Of courseI am not a blogger but you know I will be praying for you everyday of my life. I am so glad you are finally finding what is wrong with you, bet you did this when U fell on that trampoline, do U suppose? Get it done and then you will feel better. I am on the desktop and do not know what I did, but uninstalled it all and here I am. So far all working ok, so just blessed I guess. God will take care of you, so hang in there and will talk to you soon.
All our Love & Prayers, Mother & Dad

Anonymous said...

You will be in my prayers and I know you're not looking forward to this, but maybe it will help with a decision of what to do to help your pain.

Hugs,
Chris

Nancy said...

Bless your heart... I will pray and pray and pray some more! I pray this is going to be the solution you have been looking for, with no more pain. Life is hard enough without having to live with pain. Keep us posted!

((((((((((HUGS))))))))))

Denise said...

Thanks for the update sweetie, my prayers will not stop. I love you.

Baba said...

Good evening Sandy, You have been through a lot today...I pray the myelogram will show your problem so that Dr. Baker can repair it!!!Will they give you sedation for this procedure? At last you will be getting closer to an answer and can get some help..I hope we don't stay awake tonight like last night..

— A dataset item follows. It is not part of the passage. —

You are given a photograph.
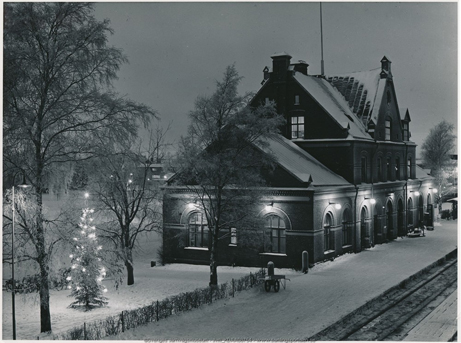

I pick up my mom at 7 am and we will leave for Atlanta around 8am...Wishing you and your family a happy Thanksgiving..I will call you on Monday after Diane's surgery..
love ya, Barb

Denise said...

Hey girl...... I will pray... I had a Myelogram in August I think and it is just OK.... nothing what I expected...... I put mine off twice out of fear and when I finally got there I was amazed! You are going to be fine and the Father God is going to be right there with you! Right there......... HE is watching.... I pray that they get the answers that you need and that if surgery is needed God will pick the perfect man to do this........... Relax and have a restful Thanksgiving and give your fears over to the Lord....... He is strong enough to carry them.....

Technonana said...

Praying NOW!!! Praying for relief from the pain... and Doctors who are skilled, knowledgable, capable, and caring people to be God's instruments to relieve this pain for you..For complete restoration of health!
In His Name,
Amen

Zaroga said...

I feel for you. I put off having back surgery for about 8 years, but injections kept the pain down... then finally nothing kept the pain down. I believe they have come a long way in back surgery over the years... looks like you may be headed that way too. Recovery is the pits, but it beats the before picture.

I will keep you in my prayers.

Zaroga

Melli said...

Wow! I thought I had commented here... but I must have just answered your email. I looked it up too after your letter - and I wish you hadn't too! This is one PROBLEM with the internet - sometimes it gives us TOO MUCH information that we might be better off not having. :( But I am certainly praying for Jesus peace to be with you through all of this! Keep your eye and your heart on him and remember how much suffering He went through. With His help you will get through this!
Love you!

Needled Mom said...

I can understand your apprehension about the proceedures that lie ahead, but it must make you feel a little satisfaction knowing the cause of it. I pray that you will have peace of mind as you undergo next weeks testing AND what lies ahead. It will be nice to have some answers.

Happy Thanksgiving.

Talk..to..Grams said...

So sorry you are going through this Sandy! This is my first time out to visit since Nov.2nd!!
I can only sit so long and then my left foot swells up like crazy.
So I can only go a few places to visit today!
I will sure be praying for you!! I will pray that they find out what to do on the 2nd
and then they will do the right thing for You! I pray peace all over you and Lord take away this pain.
Love and hugs, Grams

Anonymous said...

Congratulations on your 1000th post. I have been blogging for about 10 months now. I can't hardly imagine not doing it. I agree with you that I am amazed at how many friends I have just through blogging.
I'm glad they finally found your problem with your back and hope they can help you now. I am adding my prayers to the many that are going up for you.